Theoretically, separation of physical infrastructure from services is feasible. However, it brings a host of new issues – both technological as well as legal. The problem here is that if it is considered feasible to separate services from infrastructure, should we not then consider building a common infrastructure very much in the way that highways are? Without a common physical infrastructure, what would be the purpose of this separation?

The Draft NTP 2011 appears to view that the existing infrastructure can be separated – Vodafone’s physical infrastructural will become one company while its services become another one. If fragmentation of the market is the problem and consolidation is the goal, then it appears such a separation will only fragment the market even further.

As it happens with all UPA policy, the explanation of the policy is not what is stated in the policy document. The target appears to be the huge cable network that BSNL owns. If this can be separated from BSNL, then it can become the common infrastructure of a number of private companies who can provide services without building any infrastructure. We are back to where we started from – the entire thrust of the policy is how to help existing license holders provide services without investing money. No capital expenditure, no roll-out of network, mint money by acquiring subscribers without pain and then sell licenses. This is what Sibal’s policy claims as “exit” policy for companies.

Draft NTP 2011 has some lip service about indigenous manufacture. In concrete terms, all that it promises is that if everything is equal, then domestic manufacture will have a preference. Unfortunately, the issue in domestic manufacture is not about final prices of equipment but about the current excise and customs regime, basic infrastructure for manufacture and a host of other issues. If we want to promote manufacture, the only way to do so is to look at the gamut of issues and not make a token gesture of a kind that has no value.


Currently, the excise and customs regime is one where importing handsets and equipment enjoys duty preference.

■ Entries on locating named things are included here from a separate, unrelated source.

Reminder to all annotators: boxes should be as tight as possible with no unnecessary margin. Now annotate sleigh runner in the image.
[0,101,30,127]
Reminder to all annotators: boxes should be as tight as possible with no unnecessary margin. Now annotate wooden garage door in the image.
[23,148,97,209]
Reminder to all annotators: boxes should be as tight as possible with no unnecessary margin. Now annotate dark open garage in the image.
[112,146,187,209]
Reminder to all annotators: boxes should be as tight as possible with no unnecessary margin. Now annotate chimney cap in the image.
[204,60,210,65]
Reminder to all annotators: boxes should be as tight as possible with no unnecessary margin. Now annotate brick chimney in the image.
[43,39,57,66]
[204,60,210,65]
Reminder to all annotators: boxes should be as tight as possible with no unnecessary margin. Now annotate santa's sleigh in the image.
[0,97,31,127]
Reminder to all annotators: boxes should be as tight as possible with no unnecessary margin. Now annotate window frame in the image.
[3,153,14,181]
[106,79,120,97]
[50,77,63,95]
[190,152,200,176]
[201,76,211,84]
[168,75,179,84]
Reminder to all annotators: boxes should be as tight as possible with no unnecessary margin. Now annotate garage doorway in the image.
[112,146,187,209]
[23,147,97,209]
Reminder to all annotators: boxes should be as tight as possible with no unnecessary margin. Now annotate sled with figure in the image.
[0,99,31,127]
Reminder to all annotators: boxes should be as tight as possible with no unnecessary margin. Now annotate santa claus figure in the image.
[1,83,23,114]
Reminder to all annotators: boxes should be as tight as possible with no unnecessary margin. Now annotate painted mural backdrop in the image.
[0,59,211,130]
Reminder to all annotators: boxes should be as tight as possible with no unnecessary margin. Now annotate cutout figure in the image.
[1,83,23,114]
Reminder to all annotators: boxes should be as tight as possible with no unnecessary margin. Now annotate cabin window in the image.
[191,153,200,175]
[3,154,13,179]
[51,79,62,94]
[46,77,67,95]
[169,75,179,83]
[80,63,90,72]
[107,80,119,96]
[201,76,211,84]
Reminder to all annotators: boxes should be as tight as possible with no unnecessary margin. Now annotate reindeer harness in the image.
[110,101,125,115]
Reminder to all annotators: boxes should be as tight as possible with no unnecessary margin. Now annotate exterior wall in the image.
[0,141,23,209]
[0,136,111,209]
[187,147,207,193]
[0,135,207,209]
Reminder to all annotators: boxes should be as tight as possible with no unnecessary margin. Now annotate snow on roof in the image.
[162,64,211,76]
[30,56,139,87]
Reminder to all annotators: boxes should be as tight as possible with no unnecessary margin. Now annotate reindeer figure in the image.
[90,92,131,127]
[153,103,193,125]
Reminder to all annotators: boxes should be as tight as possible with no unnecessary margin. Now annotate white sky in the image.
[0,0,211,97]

We have an inverted duty structure where raw materials and intermediate goods have a higher duty than finished goods. What it means is that it is cheaper to manufacture in China and sell in India. For equipment manufacturing, China had a clear policy. It forced the major equipment companies to transfer technology to Chinese companies in lieu of major orders – it utilised its market power to acquire technology. Compare this to what we have done – in spite of having the second biggest telecom market in the world, we have wound up even the manufacturing that we had earlier. C-DOT and ITI no longer are players for either equipment or technology.

Without indigenous technology, the current telecom regime is making buying telecom equipment impossible for BSNL and MTNL. DoT insists that all suppliers of equipment must also give source code which no international supplier is willing to give. The only exception are Chinese equipment suppliers. And here is the catch – the home ministry is now insisting that for security reasons BSNL should not buy Chinese equipment. If we take both the ministries together and look at the domestic manufacturing scenario, it makes sense if we only see the ministries working as a tag team to destroy BSNL. Are we to believe that the ministers are all naïve about the telecom sector, specially when the two concerned ministers have been deeply involved in telecom litigation in the past on behalf of the major telecom players? Or is there some other interest in sabotaging BSNL and MTNL by denying them expansion?

The telecom policies in this country have more to do with telecom scams than a clear enunciation of the country’s requirements. The 1994 National Telecom Policy lead to Sukhram and his case by case policy, and discovery of suitcases with crores of rupees in his bedroom. The 1999 policy was wholesale escape for companies who had secured licenses from paying license fees. The current NTP 2011 policy is to help companies who have secured licenses at throw away prices to sell them at huge profits. A scam today is the policy tomorrow: this appears to be the brief of successive ministers in the telecom sector.